In two days of closed-door, and sometimes tense, negotiations in mid-November at a resort outside the Omani capital of Muscat, Kerry and his delegation offered his Iranian counterpart a concession: Iran might be able to operate 4,500 centrifuges, rather than 1,500 the West had proposed earlier.
The offer apparently failed to break the deadlock, because Tehran’s negotiators seemed to have been given little leeway by Iran’s Supreme Leader, Ayatollah Ali Khamenei, who has final say on security matters.
“The negotiating team wants to reach an accord, but they aren’t coming to the table with elements that would allow us to conclude that deal,” said a senior Western diplomat after the Oman talks.

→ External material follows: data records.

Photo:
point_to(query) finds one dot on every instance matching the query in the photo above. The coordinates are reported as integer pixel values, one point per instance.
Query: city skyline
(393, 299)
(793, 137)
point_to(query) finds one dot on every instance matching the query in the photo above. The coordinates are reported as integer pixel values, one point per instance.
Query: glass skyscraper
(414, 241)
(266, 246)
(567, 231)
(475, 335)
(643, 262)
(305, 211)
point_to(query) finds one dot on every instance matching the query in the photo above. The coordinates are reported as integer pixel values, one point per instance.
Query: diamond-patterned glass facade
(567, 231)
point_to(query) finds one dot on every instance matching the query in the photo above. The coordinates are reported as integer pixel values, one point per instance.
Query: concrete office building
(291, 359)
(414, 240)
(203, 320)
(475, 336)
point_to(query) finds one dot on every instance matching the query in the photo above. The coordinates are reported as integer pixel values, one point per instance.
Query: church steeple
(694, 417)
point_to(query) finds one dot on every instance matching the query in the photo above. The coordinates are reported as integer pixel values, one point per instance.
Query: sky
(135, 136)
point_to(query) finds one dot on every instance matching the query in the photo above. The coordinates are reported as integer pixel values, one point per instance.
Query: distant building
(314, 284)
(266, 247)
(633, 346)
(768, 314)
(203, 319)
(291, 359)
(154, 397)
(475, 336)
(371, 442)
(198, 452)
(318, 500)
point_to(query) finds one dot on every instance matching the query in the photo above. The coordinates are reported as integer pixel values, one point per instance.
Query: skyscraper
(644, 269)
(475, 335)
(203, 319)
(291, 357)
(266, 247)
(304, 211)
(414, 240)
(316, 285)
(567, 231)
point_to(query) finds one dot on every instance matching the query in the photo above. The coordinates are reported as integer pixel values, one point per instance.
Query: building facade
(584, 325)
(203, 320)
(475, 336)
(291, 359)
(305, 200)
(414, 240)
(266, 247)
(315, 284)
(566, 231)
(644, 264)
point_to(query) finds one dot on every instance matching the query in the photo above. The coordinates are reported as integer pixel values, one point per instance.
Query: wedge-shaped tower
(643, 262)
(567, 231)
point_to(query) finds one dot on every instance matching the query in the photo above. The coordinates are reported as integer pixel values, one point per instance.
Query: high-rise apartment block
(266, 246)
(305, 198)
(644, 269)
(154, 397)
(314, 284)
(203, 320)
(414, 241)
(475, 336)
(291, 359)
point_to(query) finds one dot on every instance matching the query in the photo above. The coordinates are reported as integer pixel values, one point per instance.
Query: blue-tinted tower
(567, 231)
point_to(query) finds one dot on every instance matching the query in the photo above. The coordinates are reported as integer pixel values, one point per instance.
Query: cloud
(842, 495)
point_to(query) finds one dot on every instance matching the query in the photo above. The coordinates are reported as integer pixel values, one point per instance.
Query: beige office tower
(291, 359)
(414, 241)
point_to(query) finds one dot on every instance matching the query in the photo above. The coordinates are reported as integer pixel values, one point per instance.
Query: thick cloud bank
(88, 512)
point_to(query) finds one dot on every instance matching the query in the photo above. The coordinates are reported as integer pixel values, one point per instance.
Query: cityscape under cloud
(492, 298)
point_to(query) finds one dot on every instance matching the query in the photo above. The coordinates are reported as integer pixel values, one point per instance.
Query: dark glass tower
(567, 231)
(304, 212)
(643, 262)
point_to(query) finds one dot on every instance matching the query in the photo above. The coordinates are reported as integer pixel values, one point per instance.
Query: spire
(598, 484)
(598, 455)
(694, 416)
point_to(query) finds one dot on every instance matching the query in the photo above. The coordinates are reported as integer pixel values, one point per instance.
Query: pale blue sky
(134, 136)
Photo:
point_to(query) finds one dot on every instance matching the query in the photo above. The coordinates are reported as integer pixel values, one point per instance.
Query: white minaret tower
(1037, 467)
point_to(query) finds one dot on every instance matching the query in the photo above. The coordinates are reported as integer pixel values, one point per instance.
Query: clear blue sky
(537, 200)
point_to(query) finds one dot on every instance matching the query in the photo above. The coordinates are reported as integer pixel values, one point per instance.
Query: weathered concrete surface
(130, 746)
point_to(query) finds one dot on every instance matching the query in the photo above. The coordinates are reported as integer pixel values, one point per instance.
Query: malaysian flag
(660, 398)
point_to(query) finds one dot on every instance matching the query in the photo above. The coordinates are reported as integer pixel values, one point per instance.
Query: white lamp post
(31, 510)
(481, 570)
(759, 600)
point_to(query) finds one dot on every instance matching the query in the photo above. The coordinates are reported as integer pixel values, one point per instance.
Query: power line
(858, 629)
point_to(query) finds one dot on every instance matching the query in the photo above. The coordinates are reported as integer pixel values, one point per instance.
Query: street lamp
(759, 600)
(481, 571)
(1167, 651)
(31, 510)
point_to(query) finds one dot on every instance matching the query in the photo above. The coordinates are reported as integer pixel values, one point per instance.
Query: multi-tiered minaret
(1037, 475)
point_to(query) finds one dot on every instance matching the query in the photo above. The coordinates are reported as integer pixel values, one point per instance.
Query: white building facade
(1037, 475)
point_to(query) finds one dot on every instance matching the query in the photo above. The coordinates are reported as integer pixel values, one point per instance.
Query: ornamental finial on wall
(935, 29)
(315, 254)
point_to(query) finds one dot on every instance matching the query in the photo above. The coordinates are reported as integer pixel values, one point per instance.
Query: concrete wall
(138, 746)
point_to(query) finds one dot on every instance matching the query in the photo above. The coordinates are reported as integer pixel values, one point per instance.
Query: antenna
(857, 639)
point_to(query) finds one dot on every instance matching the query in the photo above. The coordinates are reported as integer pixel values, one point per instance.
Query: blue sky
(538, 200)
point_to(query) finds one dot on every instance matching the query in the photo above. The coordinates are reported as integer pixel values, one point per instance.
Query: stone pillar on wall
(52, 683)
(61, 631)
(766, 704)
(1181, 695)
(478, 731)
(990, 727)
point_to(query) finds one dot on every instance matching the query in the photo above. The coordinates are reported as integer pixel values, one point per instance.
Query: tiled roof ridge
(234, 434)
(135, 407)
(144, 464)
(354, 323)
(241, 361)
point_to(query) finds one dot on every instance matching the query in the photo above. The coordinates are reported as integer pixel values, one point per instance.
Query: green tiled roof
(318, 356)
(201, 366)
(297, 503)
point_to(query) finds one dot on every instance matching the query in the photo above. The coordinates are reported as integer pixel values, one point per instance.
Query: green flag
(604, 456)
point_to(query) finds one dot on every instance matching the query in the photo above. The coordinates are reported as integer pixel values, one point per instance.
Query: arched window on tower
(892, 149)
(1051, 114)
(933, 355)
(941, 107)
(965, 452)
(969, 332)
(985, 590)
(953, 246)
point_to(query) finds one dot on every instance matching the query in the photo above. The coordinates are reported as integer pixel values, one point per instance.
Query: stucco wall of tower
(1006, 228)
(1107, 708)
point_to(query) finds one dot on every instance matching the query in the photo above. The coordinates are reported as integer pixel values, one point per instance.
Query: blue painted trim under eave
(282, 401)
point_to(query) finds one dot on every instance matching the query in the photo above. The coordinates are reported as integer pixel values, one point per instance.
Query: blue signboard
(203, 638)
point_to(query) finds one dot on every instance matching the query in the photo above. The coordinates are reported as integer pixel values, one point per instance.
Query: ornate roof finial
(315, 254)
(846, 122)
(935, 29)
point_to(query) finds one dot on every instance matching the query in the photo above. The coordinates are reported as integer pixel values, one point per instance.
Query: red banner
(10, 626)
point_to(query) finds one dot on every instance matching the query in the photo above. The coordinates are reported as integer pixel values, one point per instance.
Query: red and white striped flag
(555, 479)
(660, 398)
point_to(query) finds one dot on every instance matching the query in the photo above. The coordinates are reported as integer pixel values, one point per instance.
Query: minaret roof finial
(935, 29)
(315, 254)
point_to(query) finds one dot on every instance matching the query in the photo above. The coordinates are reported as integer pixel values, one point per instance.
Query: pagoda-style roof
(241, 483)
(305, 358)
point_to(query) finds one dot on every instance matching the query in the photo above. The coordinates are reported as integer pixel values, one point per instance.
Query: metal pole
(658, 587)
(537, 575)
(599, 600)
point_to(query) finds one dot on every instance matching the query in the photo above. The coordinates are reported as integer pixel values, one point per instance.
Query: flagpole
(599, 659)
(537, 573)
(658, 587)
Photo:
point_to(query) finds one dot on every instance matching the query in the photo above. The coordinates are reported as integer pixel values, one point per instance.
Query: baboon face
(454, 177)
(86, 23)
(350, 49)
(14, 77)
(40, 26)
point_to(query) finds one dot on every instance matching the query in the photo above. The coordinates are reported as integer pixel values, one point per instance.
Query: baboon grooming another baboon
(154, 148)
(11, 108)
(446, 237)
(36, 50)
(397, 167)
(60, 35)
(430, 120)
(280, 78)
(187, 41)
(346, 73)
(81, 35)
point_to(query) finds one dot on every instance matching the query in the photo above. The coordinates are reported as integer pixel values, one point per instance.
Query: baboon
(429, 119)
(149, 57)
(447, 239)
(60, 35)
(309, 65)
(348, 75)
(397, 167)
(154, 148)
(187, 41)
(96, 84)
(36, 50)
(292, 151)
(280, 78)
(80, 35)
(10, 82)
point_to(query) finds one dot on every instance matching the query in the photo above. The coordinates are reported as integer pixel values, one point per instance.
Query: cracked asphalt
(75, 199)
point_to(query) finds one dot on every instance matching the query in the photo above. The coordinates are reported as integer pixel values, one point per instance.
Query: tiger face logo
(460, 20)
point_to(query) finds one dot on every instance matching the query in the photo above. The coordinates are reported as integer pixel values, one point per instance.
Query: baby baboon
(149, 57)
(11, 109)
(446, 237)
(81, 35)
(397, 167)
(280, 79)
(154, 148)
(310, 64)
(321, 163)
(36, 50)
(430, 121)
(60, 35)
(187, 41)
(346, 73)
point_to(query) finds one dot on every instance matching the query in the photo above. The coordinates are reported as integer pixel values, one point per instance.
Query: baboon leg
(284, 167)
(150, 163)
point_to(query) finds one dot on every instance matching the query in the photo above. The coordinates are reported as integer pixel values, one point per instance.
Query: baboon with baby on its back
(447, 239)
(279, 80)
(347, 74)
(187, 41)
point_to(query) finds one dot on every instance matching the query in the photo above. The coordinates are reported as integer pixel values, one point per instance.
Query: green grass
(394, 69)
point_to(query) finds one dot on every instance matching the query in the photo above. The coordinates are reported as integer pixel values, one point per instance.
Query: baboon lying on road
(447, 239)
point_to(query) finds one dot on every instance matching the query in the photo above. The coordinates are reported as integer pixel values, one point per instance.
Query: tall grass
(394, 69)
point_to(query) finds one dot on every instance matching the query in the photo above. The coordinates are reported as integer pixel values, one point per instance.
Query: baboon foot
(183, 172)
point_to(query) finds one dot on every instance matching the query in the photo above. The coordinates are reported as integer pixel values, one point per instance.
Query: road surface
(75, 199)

While Rouhani and his foreign minister Mohammad Javad Zarif have to watch their backs with Khamenei and Iran’s powerful Revolutionary Guards, Kerry was looking over his shoulder at Capitol Hill, where skepticism over Obama’s diplomatic opening to Iran runs deep.
The fact that opposition Republicans will take control of both chambers of Congress in January after this month’s mid-term elections was not lost on the Iranians and prompted hallway chatter in both Muscat and Vienna.
Kerry made as many as 10 calls to U.S. lawmakers while overseas, his aides said. One such call was with Sen. Bob Corker, the top Republican on the Senate Foreign Relations Committee, a committee aide said.
Corker said in a statement on Monday that he preferred the White House to keep negotiating with Iran rather than agree to a bad deal, but said Congress should prepare options, including tougher sanctions, if the talks fail.
Given domestic and outside pressures, yet another extension beyond next July is not ruled out, U.S. officials say.
One of Kerry’s aides, who has recently taken up knitting, decided after few days that the scarf she had been working on during the long days on the road was much too wide. She unraveled the wool completely and started again from the top.
The aide said that the interminable scarf could be a metaphor for nuclear diplomacy with Iran. By the time Kerry’s team boarded the plane to leave Vienna, the scarf was still not finished.